[Date Prev][Date Next][Thread Prev][Thread Next][Date Index][Thread Index]

[Condor-users] Bug in Condor?



Hello,

I've been having some troubles with Condor while experimenting with fault tolerance. I've posted some email on the list about my troubles while I keep investigating. Since I couldn't find a solution I turned my attention to some other tests. The test I was working on was enabling a new execute machine while some jobs were executing (and more were on queue), ie. dynamically add more nodes. My test was simple, the executable is a simple C program that sleeps for 5 minutes and then prints the UID of the program executor (which since I have a common UID domain, is the submitter's UID).
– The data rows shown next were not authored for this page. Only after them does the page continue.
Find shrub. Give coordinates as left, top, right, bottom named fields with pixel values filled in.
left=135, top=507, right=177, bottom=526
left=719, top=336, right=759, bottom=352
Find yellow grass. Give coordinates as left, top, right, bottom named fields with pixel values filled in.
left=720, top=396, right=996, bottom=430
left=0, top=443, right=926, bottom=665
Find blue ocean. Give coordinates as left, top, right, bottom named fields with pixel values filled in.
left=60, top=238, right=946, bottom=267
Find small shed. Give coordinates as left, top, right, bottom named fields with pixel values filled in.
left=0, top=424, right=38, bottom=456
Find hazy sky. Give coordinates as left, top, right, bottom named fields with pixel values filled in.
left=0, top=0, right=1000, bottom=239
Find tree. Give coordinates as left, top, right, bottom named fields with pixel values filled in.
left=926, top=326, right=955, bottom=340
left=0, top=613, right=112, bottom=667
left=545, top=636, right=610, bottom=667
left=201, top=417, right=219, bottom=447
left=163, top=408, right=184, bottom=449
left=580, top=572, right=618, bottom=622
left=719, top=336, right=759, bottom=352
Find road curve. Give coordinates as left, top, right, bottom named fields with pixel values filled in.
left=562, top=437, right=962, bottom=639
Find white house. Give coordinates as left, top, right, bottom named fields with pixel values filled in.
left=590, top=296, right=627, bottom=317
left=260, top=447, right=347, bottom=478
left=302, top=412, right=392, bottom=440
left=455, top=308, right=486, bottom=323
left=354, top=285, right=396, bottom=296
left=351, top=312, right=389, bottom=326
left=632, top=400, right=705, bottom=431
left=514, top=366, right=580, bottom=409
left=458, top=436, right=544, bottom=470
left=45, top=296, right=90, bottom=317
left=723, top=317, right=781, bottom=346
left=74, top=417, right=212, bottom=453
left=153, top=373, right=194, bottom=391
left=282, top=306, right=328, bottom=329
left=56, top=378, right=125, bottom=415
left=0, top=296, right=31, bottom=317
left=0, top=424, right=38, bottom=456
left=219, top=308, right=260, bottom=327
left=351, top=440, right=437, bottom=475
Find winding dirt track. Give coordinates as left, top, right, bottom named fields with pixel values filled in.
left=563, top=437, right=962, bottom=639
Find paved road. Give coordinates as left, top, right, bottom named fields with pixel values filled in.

If I run it without adding nodes, it works flawlessly. However, if I do add a new node while some jobs are executing (with condor_on node-2 for example), the output files don't get returned to me. Is this a Condor bug? Here are some outputs:

Executable source code:
#include <unistd.h>

int main(int argc, char *argv[])
{
    int num;

    sleep(300);    /* Sleep 60 seconds */

    num = getuid();
   
    printf("UID: %d", num);
   
    return 0;
}

Normal output (no new execute machines added to condor pool):
UID: 500

Erroneous output (new execute machines added to condor pool) is an empty file. To see this, check out the file sizes:
$ ls -sh out.*
   0 out.0   4.0K out.11  4.0K out.14  4.0K out.17  4.0K out.2   4.0K out.22  4.0K out.4     0 out.7
   0 out.1   4.0K out.12  4.0K out.15  4.0K out.18  4.0K out.20     0 out.23  4.0K out.5     0 out.8
4.0K out.10  4.0K out.13  4.0K out.16  4.0K out.19  4.0K out.21  4.0K out.3      0 out.6     0 out.9

Here you can clearly see my testing method:
- Start with 1 execute machine with two CPUs. Submit the job, two begin executing.
- condor_on second execute machine (also two CPUs) before the jobs are finsihed (the machines enter Owner state).
- When the jobs complete (no output is transfered), the second machine leaves owner state and begins job execution too.
- After these four jobs are completed (output is transfered), condor_on third machine (also two CPUs), which becomes Owner.
- 6 jobs finish, no output is transfered. The new machine leaves Owner state and executes jobs too.
- All other jobs finish normally and have their output transfered.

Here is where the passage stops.